Semantic search
Context
The Pixano's app support semantic search which allows a user to search for a view based on a text content.
To do that, Pixano requires that the embeddings of the views are pre-computed with the model used for semantic search, using the embeddings functions from LanceDB.
In this tutorial, we will go through the process of semantic search using the OpenCLIP model.
Pre-compute the embeddings
First, we need to pre-compute the embeddings using LanceDB and Pixano. We will use the Health Images dataset defined in the Build and query a dataset tutorial.
- Install OpenCLIP
For this tutorial, we will use OpenCLIP embedding function and therefore need it to be installed.
- Create the Image View Embedding table:
from pathlib import Path
from pixano.datasets import Dataset
from pixano.datasets.dataset_schema import SchemaRelation
from pixano.features import ViewEmbedding
lancedb_embedding_fn = "open-clip"
table_name = "emb_open-clip"
dataset = Dataset( # Load the dataset
Path("./pixano_library/health_dataset"), media_dir=Path("./assets/")
)
embedding_schema = ViewEmbedding.create_schema( # Create the ViewEmbeddingSchema
embedding_fn=lancedb_embedding_fn, # For LanceDB
table_name=table_name,
dataset=dataset
)
dataset.create_table( # Create the table
name=table_name,
schema=embedding_schema,
relation_item=SchemaRelation.ONE_TO_ONE, # Only one view per item
mode="create"
)
>>> LanceTable(connection=LanceDBConnection(.../pixano/docs/tutorials/pixano_library/health_dataset/db), name="emb_open-clip")
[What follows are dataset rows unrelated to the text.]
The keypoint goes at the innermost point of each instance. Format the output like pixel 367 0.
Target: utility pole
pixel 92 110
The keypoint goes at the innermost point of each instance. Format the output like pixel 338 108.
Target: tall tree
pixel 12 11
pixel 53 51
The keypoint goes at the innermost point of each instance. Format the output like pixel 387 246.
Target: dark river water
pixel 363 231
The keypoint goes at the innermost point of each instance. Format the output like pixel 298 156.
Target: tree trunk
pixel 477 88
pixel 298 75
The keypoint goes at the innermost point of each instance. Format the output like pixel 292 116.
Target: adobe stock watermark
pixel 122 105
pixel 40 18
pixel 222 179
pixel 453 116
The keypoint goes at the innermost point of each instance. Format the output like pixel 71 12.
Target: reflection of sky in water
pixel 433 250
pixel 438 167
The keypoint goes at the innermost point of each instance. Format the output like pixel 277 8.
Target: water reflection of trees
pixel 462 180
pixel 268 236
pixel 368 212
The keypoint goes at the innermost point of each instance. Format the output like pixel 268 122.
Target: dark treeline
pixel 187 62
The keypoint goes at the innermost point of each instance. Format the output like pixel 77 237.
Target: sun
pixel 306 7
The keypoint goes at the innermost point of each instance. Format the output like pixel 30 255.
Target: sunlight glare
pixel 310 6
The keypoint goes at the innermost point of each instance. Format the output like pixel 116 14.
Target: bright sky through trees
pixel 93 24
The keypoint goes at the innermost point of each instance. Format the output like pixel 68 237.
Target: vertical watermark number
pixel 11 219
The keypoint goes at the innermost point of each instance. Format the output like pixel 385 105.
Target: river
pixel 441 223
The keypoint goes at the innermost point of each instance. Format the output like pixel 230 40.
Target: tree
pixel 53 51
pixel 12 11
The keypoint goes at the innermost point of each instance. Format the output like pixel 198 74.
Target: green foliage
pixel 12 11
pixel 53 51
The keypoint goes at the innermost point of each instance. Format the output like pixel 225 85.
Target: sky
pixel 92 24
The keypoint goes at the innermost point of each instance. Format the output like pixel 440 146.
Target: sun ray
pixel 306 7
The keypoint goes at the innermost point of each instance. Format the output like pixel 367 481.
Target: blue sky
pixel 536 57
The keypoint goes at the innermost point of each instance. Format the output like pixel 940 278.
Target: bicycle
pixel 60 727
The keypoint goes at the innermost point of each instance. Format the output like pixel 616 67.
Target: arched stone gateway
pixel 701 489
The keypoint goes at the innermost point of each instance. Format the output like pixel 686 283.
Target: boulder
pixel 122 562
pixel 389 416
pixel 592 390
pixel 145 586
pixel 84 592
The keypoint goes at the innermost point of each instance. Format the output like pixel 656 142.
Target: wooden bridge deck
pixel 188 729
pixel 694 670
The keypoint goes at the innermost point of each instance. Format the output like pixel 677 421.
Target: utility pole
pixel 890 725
The pixano.features.ViewEmbedding
's method create_schema
create a schema that contains a LanceDB embedding function compatible with Pixano.
- Compute the embeddings
To compute the embeddings, Pixano needs to access the references to the views. Then, based on these information, it can use the LanceDB embedding function on the views.
import shortuuid
views = dataset.get_data(table_name="image") # Get all views from the dataset's table "image".
data = [] # List of dictionnary of ViewEmbedding's model dump without the vector field.
for view in views:
data.append(
{
"id": shortuuid.uuid(),
"item_ref": {
"id": view.item_ref.id,
"name": view.item_ref.name,
},
"view_ref": { # Reference to the table "image"
"id": view.id,
"name": "image",
},
}
)
dataset.compute_view_embeddings(table_name=table_name, data=data)
Use the semantic search
With the app
Now you are all set to use the semantic search, follow the using the app guide!
The semantic search bar will appear on the dataset page.
With the API
Python API
To perform semantic search, simply call the dataset's semantic_search
method with the text query. It will return the items with the closest view semantically to the query and the distance.
query = "microscope"
dataset.semantic_search(query, table_name, limit=5, skip=0)
>>>(
[
Item(id='bFPEPGYaSmJGPakiaPctfF', ..., split='all', image_type='microscope'),
Item(id='VkBcn4bhgt2RRJNWWjvDN5', ..., split='all', image_type='microscope'),
Item(id='5XFPk5qwFL5xWhLHzGXLeV', ..., split='all', image_type='microscope'),
Item(id='A7BXLwmXWRAypbqxd5KqzK', ..., split='all', image_type='peau'),
Item(id='iyA4tHmGeHPP4N6diSuUXi', ..., split='all', image_type='microcope')
],
[1.5589371919631958, 1.5611850023269653, 1.5707159042358398, 1.5987659692764282, 1.605470895767212]
)
REST API
You first need to launch the Pixano's app to interact with the REST API.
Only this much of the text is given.